Retention is the new acquisition. Spend time and focus giving attention to your existing community, and they will help you grow without you even trying - AKA 'Word of Mouth'.

One of the best pieces of social media is the ability for ever-day consumers to voice their opinions and speak directly with/at an organization. This also provides the business the opportunity to respond in a very personal manor with either existing or prospective clients/customers.

Facebook is a great place to encourage your readers to ask questions, post stories and share ideas with your company. The key to making this work is your response as a business. Anytime someone posts about your business, or posts on your Facebook page, take the time to respond. Give a thoughtful, but short and meaningful response to the question or comment. This gives the user sense that they are not only being heard but responded to. When dealing with large organizations, this is vitally important for many users and often if they have a good experience with a direct conversation with a business, the very next thing they do is tell their social network about that good experience.

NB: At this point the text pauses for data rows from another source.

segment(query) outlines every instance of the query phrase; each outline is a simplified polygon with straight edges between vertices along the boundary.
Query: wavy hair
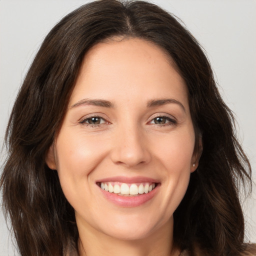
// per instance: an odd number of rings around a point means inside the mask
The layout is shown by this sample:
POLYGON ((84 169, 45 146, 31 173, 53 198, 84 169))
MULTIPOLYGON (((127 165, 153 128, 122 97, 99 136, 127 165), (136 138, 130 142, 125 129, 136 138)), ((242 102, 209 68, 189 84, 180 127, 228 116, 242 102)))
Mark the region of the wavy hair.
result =
POLYGON ((250 166, 198 42, 176 18, 142 1, 101 0, 63 18, 46 36, 24 80, 6 135, 0 180, 5 212, 22 256, 66 256, 78 236, 74 210, 45 157, 61 126, 86 53, 115 36, 153 42, 174 61, 188 91, 199 166, 174 213, 174 240, 192 255, 240 255, 244 220, 238 184, 250 166), (24 235, 26 234, 26 235, 24 235))

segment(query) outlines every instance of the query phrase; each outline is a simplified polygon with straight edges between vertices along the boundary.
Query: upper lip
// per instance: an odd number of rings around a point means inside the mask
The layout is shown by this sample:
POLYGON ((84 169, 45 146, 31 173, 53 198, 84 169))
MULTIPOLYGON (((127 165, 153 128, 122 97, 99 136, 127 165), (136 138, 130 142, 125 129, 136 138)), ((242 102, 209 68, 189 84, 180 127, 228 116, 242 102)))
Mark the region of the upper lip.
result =
POLYGON ((160 181, 154 178, 143 176, 136 176, 134 177, 127 177, 124 176, 114 176, 98 180, 96 182, 120 182, 121 183, 142 183, 144 182, 160 183, 160 181))

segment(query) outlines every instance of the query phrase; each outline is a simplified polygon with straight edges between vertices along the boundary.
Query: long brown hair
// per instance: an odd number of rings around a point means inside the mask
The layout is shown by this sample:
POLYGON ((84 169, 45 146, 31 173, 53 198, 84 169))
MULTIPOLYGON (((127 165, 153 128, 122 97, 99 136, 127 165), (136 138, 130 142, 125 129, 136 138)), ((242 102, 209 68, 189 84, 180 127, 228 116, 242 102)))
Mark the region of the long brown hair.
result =
MULTIPOLYGON (((24 80, 7 128, 8 156, 1 177, 5 212, 22 256, 64 256, 78 236, 74 210, 56 172, 45 164, 86 52, 116 36, 138 38, 166 52, 186 83, 203 150, 186 194, 174 214, 174 239, 192 254, 240 255, 244 221, 238 182, 250 182, 250 163, 236 136, 200 44, 172 16, 142 1, 102 0, 62 20, 44 40, 24 80)), ((250 184, 249 184, 250 185, 250 184)))

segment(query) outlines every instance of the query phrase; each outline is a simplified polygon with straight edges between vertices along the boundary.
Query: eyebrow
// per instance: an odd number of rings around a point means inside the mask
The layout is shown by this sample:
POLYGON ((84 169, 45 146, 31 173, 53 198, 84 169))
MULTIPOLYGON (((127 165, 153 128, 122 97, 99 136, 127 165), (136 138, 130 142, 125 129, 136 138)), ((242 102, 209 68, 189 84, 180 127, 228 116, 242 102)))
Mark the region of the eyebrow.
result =
POLYGON ((146 106, 148 108, 152 108, 156 106, 164 105, 170 103, 178 104, 178 106, 182 107, 182 110, 185 112, 186 112, 185 107, 183 106, 182 102, 174 98, 160 98, 156 100, 152 100, 148 102, 146 106))
MULTIPOLYGON (((160 106, 168 104, 178 104, 186 112, 186 108, 183 104, 178 100, 174 98, 160 98, 151 100, 148 102, 146 106, 148 108, 152 108, 156 106, 160 106)), ((89 98, 84 98, 81 100, 79 102, 72 105, 70 108, 73 108, 80 106, 102 106, 104 108, 114 108, 114 104, 108 100, 101 99, 91 100, 89 98)))
POLYGON ((70 108, 72 108, 76 106, 82 105, 90 105, 94 106, 103 106, 104 108, 114 108, 113 104, 106 100, 90 100, 89 98, 84 98, 72 105, 70 108))

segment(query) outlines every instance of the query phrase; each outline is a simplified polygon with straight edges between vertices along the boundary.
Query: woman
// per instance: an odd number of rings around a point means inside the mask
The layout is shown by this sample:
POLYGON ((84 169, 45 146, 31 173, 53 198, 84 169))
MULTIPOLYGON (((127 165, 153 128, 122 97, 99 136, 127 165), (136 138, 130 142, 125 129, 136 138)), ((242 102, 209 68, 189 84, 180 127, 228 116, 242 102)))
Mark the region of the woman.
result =
POLYGON ((1 186, 21 255, 252 255, 236 188, 250 167, 232 124, 168 14, 112 0, 72 12, 7 130, 1 186))

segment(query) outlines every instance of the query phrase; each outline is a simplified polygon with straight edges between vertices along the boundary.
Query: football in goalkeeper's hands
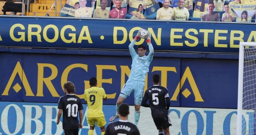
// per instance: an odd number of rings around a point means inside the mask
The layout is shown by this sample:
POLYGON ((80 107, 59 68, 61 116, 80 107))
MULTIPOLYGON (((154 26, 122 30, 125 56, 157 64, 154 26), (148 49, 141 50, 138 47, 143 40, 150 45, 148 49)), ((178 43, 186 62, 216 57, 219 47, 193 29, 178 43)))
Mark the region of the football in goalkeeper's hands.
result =
POLYGON ((140 32, 139 33, 139 36, 141 38, 146 38, 148 36, 148 30, 145 29, 142 29, 140 30, 140 32))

Related Story: In response to staggeringly low customer satisfaction ratings, Comcast developed a social plan in which they actively searched for people posting negative statuses or tweets about Comcast. They would then directly contact that person with a big discount on their next bill and an apology. Those customers then went BACK on their social networks and gushed about how great Comcast was for recognizing and responding to their complaint - thus improving the overall image of Comcast.

The moral of this story is that the closer attention you pay to your existing audience, the more they will work for you in generating likes and readership. On the flip-side of the same coin, a user-base can break you as fast as they make you. Always give them a reason to walk away happy, especially in a social setting.

Maintaining your existing audience and encouraging them to help you grow can take a while, but in the long run will provide you with more likes than almost any other method.